The following suggestions make table creation easier.
Always declare a primary key. The basis of relational databases is that each table has a way to refer to exactly one row. SQL can take care of this so that we don't have to. All we have to do is choose a column (or set of columns ) to be our primary key. It makes deleting an entry easier and selecting a specific record faster. And it takes almost no effort on our part.
There are a few exceptions, of course. You do not need a primary key, for example, if you plan to use the database as a very simple mailing list and will never refer to one particular column. Or you might not use a key if you add to a table orders of magnitude more often than you retrieve from it and retrieval time is less of an issue than update time (each primary key is an index and adds time to the update time). An example of an update- intensive application is a real time data collection application. It's better to create a key and not use it than need it and be unable to get to it.
Blast information into " atoms ." It is easy enough to concatenate a couple of pieces of information to form larger, more complex expressions, but breaking up text into smaller pieces involves parsing. We all know a few (very few) people who enjoy text parsing, but most of us don't. Let's assume that we want to avoid the necessity. Why would we want to store someone's entire name as one string when we can store a first name and a last name (and a middle initial too). It's easy enough to concatenate "Jesse" and "M" and "Jacobson" to make "Jesse M Jacobson," but we can also quickly make "Mr. Jacobson" or "Jesse" out of those fields. The smaller the data chunks , the more flexibility we have in how we use the data.

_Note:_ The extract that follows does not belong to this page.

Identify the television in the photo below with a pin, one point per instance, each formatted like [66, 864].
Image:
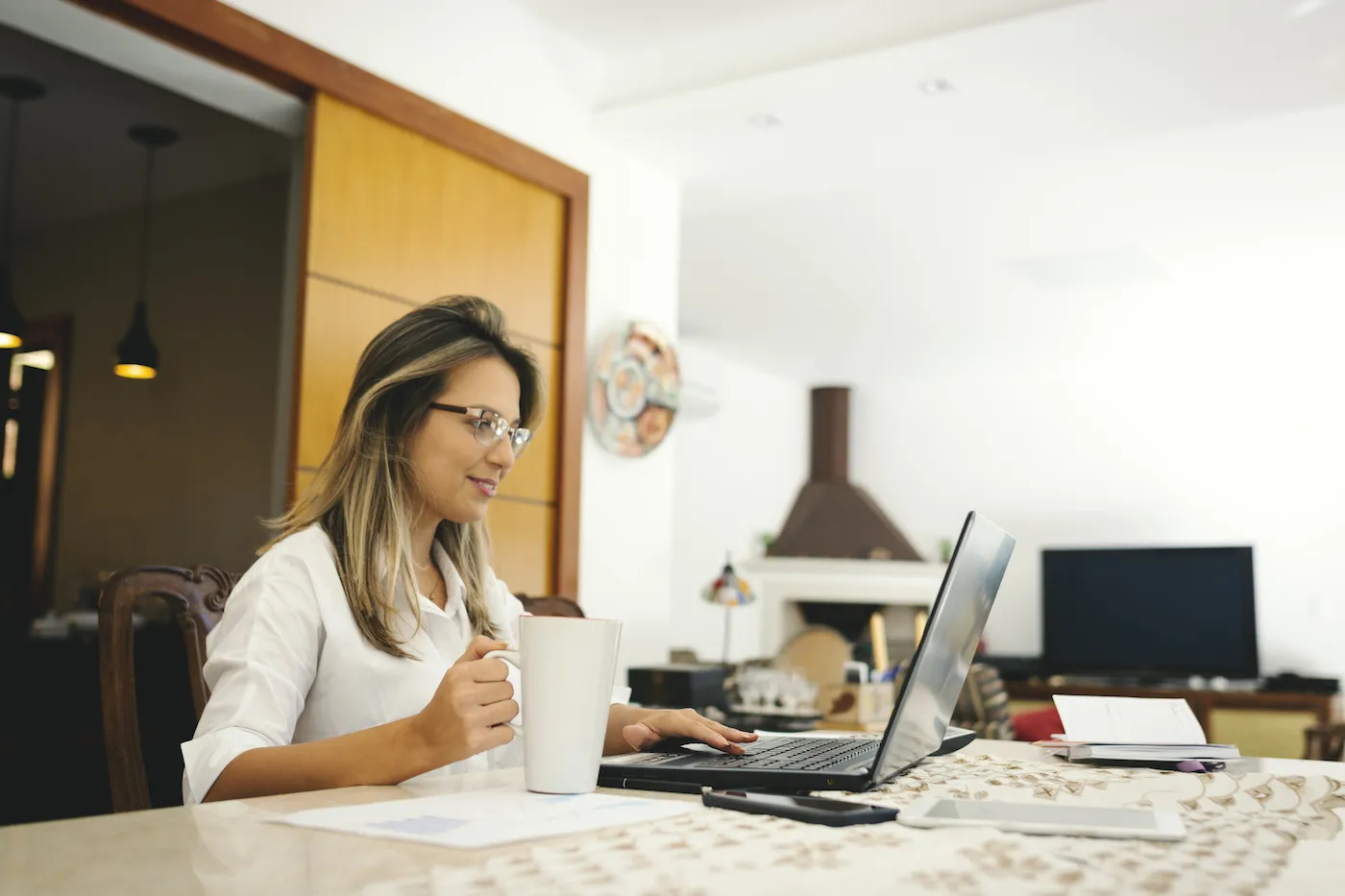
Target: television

Consider an algorithm that would correctly parse the names in Table 12.2.
Table 12.2. Parsing Names
| Unparsed || Parsed |
| First || Middle || Last |
| Jake La Motta || Jake || || La Motta |
| Sue Ann Nivens || Sue Ann || || Nivens |
| Edna St. Vincent Millay || Edna || St. Vincent || Millay |
| Jesse M. Jacobson || Jesse || M. || Jacobson |
Avoid redundant columns. If we store the birthday of each of our players, there is no need to store their ages. Why? Because SQL always knows today's date and can quickly deduce age from birthday and vice versa. We delete the redundant column. How do we choose which redundant column to delete? We might chose arbitrarily. This is often the case. Or perhaps we decide that the data we store is used more often than the data we calculate. Or perhaps it's easier to calculate in one direction than another (like square root vs. square). But in our case, it's simple: A birthday is always the same, no matter what. A person's age changes constantly. So to avoid updates, we store just birthdate.
Use the same data types in columns that must be compared. It's hard to compare an int to a char , and even harder to compare it to a float or a date . By hard, we mean time-consuming . Therefore, if you plan on doing a lot of comparison between columns, it's best if they have the same general type. Their size doesn't really matter, though.
Be careful ”it's easier if you don't have to change the table. The table can be changed after it's created. But by thinking through exactly what we want a table to do before we create it, we can save ourselves a lot of agony later on. Review the table, perhaps with a colleague, before using it. It's painless to change the table before we enter any data, but it's not easy with data already in the table. Modifying the table (except deleting or renaming columns) is tricky.
For instance, suppose we enter a new column. All the entries already in the table would be assigned a null value for the column. This can create problems, especially if NULL is a meaningful state for that column. So we try to avoid it. But as the motto on a baby's bib goes, "Spit happens."